Leña al mono
Jueves, 21 de Julio del 2011 Por Redacción
Por Enrique Roca:
En la última jornada de liga de Primera, y casi como estaba previsto, aunque muchos gallegos se resistían a ello, su equipo, el Deportivo, sucumbía ante el Valencia y bajaba a Segunda división junto a Almería y Hércules. Cuatro temporadas con los deportivistas marcaron a este entrenador, serio, responsable, honesto, profesional de pies a cabeza, triste como un funeral, pero que sabe de fútbol, y que, además, suele llamar a las cosas por su nombre. Se dice del vasco Miguel Angel Lotina que ha hecho malabarismos en todas partes, también en el Depor, como antes los había protagonizado otro monstruo de los técnicos, como es el sevillano Caparrós, que dicho sea de paso puso el punto final a una época gloriosa de los coruñeses.
Después del descenso, el técnico Lotina arremetió contra dos jugadores de la plantilla: Juan Domínguez, del que dijo que tenía problemas para hacer llegar el balón a la portería contraria incluso sin portero, y que Manuel Pablo (ojo, internacional antes de su gravísima lesión) ha puesto un buen centro en cuatro años y que con 35 no iba a aprender ahora. Seguramente, y aunque le asista la razón, en dichos momentos no parece lo mas aconsejable tomarla con dos de los 25 futbolistas de la plantilla, que posiblemente tengan su parte de culpabilidad, pero no son los autores del descenso.
Por otra parte, hace unos días Lotina concedía una entrevista al periódico de Bilbao, Deia, en la que hablaba bastante clarito. Vean. Al referirse a su exequipo, el entrenador vasco afirmaba: “El Depor es un club atípico. Eso sí, el presidente Lendoiro jamás me engañó. Lo que había me lo dijo desde el primer día y en esas condiciones yo fui renovando. Pero sí que es una entidad que ni en Primera, ni en Segunda, existe como tal en cuanto a su funcionamiento. No hay un seguimiento de jugadores como lo pueden hacer el resto, no hay gente que se dedique a realizar informes de los rivales. Y todo eso es lo que está pagando aunque, aún siendo importante, no haya influido tanto en el descenso”.
Sobre el periodismo de trinchera, enfatizaba Lotina: “Nunca lo he entendido. Es imposible ser coherente y llevarte bien con todo el mundo de la información porque hay parte de la prensa que no acepta ese trato igualitario. Quieren que hables con ellos, que vayas a comer, les cuentes las alineaciones… Y si no, se te ponen en contra.

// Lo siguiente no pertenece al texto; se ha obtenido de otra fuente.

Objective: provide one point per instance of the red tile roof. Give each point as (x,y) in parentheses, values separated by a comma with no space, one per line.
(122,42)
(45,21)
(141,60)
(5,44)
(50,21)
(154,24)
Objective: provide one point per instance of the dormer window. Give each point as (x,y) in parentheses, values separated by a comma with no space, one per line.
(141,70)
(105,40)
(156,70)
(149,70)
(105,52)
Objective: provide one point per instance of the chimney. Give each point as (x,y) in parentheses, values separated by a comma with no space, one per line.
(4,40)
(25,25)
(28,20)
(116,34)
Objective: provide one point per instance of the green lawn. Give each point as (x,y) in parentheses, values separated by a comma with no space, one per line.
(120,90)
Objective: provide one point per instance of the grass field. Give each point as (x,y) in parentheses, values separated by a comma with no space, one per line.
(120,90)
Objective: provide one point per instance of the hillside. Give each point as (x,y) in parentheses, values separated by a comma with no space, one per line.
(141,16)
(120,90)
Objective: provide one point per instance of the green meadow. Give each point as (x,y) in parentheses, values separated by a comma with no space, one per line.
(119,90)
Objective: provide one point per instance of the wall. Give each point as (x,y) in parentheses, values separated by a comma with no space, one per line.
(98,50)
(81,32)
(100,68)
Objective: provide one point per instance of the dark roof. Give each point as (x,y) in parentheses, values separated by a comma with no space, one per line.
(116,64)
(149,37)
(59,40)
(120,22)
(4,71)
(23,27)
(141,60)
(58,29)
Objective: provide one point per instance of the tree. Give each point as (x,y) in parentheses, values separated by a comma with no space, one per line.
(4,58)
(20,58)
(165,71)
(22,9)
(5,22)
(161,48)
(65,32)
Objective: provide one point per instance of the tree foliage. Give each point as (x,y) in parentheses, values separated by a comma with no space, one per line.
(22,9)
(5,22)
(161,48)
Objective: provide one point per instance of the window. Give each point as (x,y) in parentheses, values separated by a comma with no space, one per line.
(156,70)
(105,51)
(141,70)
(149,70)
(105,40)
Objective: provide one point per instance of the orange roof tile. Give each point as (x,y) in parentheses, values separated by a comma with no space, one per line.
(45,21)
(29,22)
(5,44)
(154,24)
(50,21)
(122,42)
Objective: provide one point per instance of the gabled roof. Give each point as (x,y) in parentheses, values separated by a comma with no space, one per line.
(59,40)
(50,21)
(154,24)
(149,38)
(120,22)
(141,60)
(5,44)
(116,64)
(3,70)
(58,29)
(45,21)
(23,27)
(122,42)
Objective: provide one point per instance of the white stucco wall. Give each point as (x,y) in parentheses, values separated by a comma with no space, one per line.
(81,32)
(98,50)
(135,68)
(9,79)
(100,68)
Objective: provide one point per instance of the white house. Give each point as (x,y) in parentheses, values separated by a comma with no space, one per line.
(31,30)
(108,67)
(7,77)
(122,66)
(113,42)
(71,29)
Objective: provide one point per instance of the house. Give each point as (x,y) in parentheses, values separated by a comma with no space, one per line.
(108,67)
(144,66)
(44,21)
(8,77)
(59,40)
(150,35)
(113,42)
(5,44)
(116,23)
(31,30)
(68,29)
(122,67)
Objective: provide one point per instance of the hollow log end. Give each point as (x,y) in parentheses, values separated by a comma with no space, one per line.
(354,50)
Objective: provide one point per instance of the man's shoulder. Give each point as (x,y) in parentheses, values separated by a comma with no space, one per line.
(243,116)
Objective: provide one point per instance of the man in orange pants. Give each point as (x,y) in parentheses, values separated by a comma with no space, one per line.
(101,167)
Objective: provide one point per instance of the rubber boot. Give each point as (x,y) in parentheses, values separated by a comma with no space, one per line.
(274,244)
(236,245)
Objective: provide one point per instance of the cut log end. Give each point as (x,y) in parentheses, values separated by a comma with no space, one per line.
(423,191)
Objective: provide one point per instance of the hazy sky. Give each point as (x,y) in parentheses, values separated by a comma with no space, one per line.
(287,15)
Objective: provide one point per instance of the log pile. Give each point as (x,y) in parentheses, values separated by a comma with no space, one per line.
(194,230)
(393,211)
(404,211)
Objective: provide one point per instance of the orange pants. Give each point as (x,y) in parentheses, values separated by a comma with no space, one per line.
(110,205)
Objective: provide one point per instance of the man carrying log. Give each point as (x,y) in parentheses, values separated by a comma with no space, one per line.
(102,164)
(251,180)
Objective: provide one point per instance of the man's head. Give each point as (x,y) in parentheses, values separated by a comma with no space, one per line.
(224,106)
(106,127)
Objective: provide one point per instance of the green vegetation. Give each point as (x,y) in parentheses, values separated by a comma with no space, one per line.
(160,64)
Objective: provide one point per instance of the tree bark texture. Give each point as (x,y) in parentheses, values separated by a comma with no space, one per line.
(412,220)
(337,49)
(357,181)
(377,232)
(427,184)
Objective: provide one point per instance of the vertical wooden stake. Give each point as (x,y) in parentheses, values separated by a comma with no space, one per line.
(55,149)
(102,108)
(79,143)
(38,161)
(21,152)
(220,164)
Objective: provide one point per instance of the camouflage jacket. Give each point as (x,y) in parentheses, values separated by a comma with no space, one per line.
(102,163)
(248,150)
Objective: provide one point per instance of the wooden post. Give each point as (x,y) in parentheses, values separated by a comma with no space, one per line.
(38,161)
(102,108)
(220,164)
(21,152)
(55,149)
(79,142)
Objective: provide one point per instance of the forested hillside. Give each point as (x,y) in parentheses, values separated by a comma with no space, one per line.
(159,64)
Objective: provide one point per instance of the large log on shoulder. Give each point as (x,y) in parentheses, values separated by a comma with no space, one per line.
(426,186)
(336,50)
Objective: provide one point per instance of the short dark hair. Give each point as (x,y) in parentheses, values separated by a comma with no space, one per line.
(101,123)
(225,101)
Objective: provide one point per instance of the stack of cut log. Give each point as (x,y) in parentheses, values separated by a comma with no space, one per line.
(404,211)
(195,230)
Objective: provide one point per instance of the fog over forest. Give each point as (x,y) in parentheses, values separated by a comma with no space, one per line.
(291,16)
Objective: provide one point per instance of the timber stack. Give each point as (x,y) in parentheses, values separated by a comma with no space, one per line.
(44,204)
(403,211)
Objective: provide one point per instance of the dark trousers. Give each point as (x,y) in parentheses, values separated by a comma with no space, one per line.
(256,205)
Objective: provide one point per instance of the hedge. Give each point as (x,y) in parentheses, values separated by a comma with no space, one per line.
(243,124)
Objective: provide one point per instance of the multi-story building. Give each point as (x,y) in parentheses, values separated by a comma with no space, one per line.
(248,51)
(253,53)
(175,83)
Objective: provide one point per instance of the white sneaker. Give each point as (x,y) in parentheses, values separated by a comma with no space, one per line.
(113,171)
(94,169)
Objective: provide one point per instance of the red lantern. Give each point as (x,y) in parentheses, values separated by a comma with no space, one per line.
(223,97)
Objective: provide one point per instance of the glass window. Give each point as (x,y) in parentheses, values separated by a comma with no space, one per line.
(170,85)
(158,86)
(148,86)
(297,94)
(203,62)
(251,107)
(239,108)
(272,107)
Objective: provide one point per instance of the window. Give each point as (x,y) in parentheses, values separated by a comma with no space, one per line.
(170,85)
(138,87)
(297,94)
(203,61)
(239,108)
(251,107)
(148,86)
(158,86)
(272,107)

Es con esos con quienes he tenido dificultades en todas las ciudades. Funciona así en todos los sitios. Yo, si me invitan, voy; y si cojo el teléfono, es a todos o a nadie. Alguno desea que hables con él pero no con los demás. Y después están las tertulias con sus predicadores. Predicar es lo más fácil pero repartir trigo… Hay mucho exjugador, exentrenador, exárbitro… metido a analista. Pero como al final todo es teatro, igual hasta nos viene bien”.
Este es Miguel Angel Lotina Oruechebarria, vasco, de 54 años, veintiuno de ellos preparando equipos españoles. ¿ A qué entrenador han visto hablar con tanta claridad ? Chapeau, míster, porque aquí en Tenerife también están aquellos que reparten la medicina de querer absorver a los entrenadores, y cuando no lo consiguen: ¡ leña al mono !.